The entire East coast should keep an eye on Jose as it meanders through the Atlantic over the next week, according to AccuWeather.
Jose is now a tropical storm located about 400 miles east-northeast of the Bahamas. Maximum sustained winds are near 75 miles per hour (120 kph) with higher gusts.
It's located about 435 miles east-northeast of the southeastern Bahamas and 520 miles south-southwest from Bermuda, the NHC stated.
National Hurricane Center forecaster Jack Beven said that Jose continues to be affected by 20-25 knots of northerly vertical wind shear, and a recent overpass from the GMI instrument aboard NASA/JAXA's Global Precipitation Measurement mission core satellite shows that the low-level center is at the northern edge of the large area of thunderstorms. The future path for Jose seems to change everyday, however it is now inching closer to the east coast of the U.S.

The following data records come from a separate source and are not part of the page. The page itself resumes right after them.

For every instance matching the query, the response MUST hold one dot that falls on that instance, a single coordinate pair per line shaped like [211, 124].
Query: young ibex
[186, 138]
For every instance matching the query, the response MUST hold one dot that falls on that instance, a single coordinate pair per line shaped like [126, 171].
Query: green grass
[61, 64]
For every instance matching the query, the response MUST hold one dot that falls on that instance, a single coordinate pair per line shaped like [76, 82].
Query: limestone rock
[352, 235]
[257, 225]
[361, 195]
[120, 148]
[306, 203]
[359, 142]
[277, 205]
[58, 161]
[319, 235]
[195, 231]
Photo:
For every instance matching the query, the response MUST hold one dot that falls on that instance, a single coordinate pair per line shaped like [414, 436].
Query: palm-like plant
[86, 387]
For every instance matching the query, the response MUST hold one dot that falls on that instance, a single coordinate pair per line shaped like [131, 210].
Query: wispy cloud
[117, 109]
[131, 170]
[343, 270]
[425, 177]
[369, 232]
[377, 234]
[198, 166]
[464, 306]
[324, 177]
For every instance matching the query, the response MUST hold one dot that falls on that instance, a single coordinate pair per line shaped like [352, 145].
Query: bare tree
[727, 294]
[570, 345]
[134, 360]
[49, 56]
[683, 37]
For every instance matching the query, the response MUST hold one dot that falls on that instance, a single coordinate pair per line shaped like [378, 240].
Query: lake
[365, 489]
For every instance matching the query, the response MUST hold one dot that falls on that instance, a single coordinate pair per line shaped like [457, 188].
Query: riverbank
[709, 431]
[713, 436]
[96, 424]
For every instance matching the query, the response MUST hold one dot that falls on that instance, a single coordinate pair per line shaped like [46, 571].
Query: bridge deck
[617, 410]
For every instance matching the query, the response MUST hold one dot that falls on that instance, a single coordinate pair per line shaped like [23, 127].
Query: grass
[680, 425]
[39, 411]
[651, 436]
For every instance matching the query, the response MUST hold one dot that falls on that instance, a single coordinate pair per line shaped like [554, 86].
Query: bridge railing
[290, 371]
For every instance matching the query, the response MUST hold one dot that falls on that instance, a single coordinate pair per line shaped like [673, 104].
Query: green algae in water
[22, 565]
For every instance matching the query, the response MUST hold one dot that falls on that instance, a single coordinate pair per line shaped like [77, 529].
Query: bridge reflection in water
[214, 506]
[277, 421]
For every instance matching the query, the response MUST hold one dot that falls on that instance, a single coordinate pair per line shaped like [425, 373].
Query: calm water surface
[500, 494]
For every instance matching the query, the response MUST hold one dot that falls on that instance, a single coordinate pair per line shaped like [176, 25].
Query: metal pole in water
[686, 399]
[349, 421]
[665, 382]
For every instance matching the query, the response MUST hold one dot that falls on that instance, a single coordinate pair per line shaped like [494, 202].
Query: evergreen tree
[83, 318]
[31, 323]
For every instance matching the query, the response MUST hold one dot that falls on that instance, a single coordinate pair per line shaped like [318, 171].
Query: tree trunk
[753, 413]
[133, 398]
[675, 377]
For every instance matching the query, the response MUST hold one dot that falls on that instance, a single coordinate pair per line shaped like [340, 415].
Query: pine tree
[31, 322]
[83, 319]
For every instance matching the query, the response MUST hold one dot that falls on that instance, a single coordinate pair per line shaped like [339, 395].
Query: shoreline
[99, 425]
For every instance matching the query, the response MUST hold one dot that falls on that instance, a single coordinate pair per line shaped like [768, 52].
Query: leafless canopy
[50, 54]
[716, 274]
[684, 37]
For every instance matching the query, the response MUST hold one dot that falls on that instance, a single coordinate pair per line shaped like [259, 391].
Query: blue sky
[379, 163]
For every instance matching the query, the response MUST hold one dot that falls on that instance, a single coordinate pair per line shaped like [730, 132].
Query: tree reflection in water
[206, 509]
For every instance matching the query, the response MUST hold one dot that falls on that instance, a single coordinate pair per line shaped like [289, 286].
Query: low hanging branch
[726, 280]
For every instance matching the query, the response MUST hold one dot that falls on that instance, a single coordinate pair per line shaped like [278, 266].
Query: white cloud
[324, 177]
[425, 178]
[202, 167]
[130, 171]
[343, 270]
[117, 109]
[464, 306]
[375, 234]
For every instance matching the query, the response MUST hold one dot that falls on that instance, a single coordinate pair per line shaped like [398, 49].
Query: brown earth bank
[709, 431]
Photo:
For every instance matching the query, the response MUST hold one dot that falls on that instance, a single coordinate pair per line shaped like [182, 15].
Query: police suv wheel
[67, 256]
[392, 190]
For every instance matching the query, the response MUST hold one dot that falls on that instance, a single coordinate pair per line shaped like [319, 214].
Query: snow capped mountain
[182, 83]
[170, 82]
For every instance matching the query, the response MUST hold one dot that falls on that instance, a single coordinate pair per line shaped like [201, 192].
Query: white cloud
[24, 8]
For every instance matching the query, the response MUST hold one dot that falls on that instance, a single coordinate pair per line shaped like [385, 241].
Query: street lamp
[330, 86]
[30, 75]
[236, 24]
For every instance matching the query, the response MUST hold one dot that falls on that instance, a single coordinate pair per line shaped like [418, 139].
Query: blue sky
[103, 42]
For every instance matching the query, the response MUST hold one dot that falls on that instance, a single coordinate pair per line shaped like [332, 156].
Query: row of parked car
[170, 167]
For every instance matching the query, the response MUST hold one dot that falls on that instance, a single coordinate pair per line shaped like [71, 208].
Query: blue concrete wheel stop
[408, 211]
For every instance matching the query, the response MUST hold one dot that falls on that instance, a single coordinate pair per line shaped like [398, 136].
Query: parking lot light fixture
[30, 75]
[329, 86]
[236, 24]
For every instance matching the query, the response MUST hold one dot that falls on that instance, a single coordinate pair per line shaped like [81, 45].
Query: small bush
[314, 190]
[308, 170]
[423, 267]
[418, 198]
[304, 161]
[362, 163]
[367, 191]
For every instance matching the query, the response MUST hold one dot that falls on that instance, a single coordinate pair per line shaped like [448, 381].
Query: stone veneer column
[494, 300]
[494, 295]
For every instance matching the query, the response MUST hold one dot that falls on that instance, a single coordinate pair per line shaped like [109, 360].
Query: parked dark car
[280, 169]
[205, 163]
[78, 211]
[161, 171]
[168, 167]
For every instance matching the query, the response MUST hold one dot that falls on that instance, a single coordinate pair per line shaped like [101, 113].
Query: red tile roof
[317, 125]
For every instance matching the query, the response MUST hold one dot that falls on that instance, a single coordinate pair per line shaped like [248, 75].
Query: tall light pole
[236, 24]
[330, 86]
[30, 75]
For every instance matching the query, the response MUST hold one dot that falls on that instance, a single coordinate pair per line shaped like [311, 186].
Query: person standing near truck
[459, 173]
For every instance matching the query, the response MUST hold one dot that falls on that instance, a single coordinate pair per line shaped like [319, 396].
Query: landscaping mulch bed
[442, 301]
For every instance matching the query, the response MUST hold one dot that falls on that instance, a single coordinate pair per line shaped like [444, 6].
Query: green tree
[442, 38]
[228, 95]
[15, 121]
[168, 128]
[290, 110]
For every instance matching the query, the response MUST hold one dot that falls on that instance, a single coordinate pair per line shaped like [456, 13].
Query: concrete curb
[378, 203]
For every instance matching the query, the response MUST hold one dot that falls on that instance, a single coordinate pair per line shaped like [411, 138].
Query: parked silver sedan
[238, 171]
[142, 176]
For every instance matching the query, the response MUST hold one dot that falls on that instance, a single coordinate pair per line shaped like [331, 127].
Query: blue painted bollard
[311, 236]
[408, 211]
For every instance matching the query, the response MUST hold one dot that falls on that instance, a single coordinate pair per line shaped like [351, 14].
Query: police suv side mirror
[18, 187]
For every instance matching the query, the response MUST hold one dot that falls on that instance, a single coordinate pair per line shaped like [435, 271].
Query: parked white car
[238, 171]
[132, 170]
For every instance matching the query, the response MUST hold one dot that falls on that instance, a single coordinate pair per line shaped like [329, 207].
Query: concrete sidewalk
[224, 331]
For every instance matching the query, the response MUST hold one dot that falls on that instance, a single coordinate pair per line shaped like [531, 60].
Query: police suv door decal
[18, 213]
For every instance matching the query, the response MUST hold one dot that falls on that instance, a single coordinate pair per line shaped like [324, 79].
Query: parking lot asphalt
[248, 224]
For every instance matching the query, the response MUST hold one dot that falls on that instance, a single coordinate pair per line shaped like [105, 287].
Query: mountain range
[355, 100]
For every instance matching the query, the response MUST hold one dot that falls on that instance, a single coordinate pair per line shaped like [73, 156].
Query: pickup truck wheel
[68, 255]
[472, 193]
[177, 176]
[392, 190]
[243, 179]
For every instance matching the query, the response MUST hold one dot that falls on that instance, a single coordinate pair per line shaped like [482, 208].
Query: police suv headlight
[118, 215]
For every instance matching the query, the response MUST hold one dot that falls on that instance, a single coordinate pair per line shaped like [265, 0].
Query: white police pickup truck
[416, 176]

Hurricane Jose is forecast to weaken to a tropical storm on Friday as it turns north-westward.
The track for Hurricane Jose is a unusual one. This storm may have to be watched closely as it moves towards the New England states. There is generally not a dominant weather feature that is steering the storm, so model forecasts can vary widely between each other and from run to run. In fact, we are just about smack dab in the middle of the peak of the typical hurricane season right now.
After the Caribbean was left devastated by Hurricane Irma last week, there was worry that Jose could do further damage.
The National Hurricane Center recognizes this issue in its Wednesday morning forecasts for Jose, saying "there is a lot of uncertainty in the intensity forecast".